There is an activity where people provide inputs to generative AI technologies, such as large language models (LLMs), to see if the outputs can be made to deviate from acceptable standards. This use of LLMs began in 2023 and has rapidly evolved to become a common industry practice and a cornerstone of trustworthy AI. How can we standardize and define LLM red teaming?
Researchers affiliated with NVIDIA, the University of Washington, the Center for Human-Compatible AI, and the IT University of Copenhagen conducted a study on red teaming in practice, Summon a demon and bind it: A grounded theory of LLM red teaming (published in PLOS One).
Because the goal was to define and understand a relatively novel activity, the study uses a grounded theory approach, taking as evidence interviews from dozens of practitioners in thousands of minutes of video recordings.
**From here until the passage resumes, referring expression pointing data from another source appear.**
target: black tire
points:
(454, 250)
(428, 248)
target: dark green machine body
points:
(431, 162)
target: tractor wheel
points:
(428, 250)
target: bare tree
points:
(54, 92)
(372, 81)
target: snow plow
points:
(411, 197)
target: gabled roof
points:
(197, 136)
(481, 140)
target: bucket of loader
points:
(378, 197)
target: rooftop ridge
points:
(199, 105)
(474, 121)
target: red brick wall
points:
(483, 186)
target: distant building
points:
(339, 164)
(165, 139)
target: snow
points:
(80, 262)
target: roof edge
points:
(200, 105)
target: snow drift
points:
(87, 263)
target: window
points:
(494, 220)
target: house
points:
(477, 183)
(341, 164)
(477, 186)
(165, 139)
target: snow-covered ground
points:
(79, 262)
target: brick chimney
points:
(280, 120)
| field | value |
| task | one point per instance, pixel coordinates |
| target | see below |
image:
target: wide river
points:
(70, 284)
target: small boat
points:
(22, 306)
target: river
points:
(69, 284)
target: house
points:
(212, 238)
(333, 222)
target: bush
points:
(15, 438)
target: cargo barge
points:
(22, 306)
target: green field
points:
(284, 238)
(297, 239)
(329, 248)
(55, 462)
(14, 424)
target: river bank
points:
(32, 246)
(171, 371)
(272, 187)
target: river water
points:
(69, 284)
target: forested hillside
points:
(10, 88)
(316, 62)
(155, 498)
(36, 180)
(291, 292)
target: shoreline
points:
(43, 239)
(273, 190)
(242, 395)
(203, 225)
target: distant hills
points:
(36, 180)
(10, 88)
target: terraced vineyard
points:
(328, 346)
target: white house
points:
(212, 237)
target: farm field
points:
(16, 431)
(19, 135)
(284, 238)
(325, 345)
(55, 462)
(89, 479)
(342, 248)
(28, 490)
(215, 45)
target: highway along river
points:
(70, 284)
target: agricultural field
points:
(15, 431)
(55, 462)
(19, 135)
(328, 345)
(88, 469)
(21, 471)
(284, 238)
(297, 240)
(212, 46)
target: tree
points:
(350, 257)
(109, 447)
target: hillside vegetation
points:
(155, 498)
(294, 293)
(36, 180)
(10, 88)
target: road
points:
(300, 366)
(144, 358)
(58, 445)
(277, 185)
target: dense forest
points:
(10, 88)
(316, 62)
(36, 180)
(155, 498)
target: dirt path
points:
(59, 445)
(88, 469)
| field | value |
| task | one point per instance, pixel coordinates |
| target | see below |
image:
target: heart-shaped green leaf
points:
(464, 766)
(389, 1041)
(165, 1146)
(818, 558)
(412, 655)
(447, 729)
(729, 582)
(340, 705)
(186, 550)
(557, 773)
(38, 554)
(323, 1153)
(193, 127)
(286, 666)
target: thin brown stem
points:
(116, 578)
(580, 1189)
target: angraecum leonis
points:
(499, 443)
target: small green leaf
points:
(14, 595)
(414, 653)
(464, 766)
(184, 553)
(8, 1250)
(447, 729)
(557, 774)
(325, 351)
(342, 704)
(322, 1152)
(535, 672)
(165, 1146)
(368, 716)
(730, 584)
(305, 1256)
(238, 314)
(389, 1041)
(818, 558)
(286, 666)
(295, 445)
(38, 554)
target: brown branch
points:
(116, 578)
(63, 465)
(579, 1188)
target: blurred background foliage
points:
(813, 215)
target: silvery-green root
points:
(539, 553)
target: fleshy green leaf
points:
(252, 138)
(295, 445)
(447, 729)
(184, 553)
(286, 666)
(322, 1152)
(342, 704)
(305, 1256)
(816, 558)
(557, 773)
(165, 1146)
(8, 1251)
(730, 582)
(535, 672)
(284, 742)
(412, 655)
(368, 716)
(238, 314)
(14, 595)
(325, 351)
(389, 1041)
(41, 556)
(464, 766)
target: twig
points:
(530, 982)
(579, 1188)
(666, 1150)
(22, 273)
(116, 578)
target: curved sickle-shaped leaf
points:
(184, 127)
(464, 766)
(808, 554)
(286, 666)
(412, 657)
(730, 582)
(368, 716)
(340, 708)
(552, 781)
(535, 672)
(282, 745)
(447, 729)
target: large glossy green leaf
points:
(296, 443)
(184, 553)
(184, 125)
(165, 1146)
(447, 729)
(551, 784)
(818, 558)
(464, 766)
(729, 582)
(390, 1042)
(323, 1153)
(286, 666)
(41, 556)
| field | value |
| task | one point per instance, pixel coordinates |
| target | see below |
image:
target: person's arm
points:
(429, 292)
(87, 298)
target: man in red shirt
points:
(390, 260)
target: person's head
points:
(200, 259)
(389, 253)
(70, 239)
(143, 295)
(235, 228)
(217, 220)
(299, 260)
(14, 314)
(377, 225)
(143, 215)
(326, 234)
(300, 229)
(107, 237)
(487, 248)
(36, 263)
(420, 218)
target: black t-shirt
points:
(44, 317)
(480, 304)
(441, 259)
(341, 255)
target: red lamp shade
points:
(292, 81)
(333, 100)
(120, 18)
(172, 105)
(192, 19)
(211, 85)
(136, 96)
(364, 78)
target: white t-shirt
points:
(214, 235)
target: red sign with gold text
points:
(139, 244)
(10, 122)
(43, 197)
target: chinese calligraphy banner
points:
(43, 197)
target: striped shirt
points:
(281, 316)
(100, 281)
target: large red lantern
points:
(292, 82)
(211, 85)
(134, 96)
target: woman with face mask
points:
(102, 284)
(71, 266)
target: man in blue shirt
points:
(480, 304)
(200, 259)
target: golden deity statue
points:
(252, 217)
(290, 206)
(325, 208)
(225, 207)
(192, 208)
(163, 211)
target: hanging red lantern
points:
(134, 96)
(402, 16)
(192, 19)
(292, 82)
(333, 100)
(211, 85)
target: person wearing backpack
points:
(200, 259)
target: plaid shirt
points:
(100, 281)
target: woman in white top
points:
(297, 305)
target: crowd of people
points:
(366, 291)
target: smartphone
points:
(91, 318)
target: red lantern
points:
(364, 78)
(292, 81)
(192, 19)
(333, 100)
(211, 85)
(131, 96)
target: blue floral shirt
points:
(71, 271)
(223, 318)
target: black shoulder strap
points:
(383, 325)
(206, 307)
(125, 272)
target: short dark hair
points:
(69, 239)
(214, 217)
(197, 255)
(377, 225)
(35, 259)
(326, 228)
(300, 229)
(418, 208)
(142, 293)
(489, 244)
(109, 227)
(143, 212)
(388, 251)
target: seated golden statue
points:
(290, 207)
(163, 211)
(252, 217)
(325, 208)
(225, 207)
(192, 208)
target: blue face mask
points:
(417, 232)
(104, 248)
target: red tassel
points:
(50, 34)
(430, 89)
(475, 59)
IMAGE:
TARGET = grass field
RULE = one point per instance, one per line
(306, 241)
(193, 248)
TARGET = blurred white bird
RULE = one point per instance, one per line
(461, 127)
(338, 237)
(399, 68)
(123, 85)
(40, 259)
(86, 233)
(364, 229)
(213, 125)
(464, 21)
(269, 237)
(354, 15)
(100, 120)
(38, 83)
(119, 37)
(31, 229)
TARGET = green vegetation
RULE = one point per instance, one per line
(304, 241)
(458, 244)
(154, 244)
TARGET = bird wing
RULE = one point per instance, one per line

We spoke with security professionals, policy researchers, and scientists, as well as people who conducted this work non-professionally, such as academic researchers, hobbyists, and even artists, to understand the common themes, motivations, and strategies in attacking LLMs.
What defines LLM red teaming in practice?
LLM red teaming has the following defining characteristics:
- It’s limit-seeking: Red teamers find boundaries and explore limits in system behavior.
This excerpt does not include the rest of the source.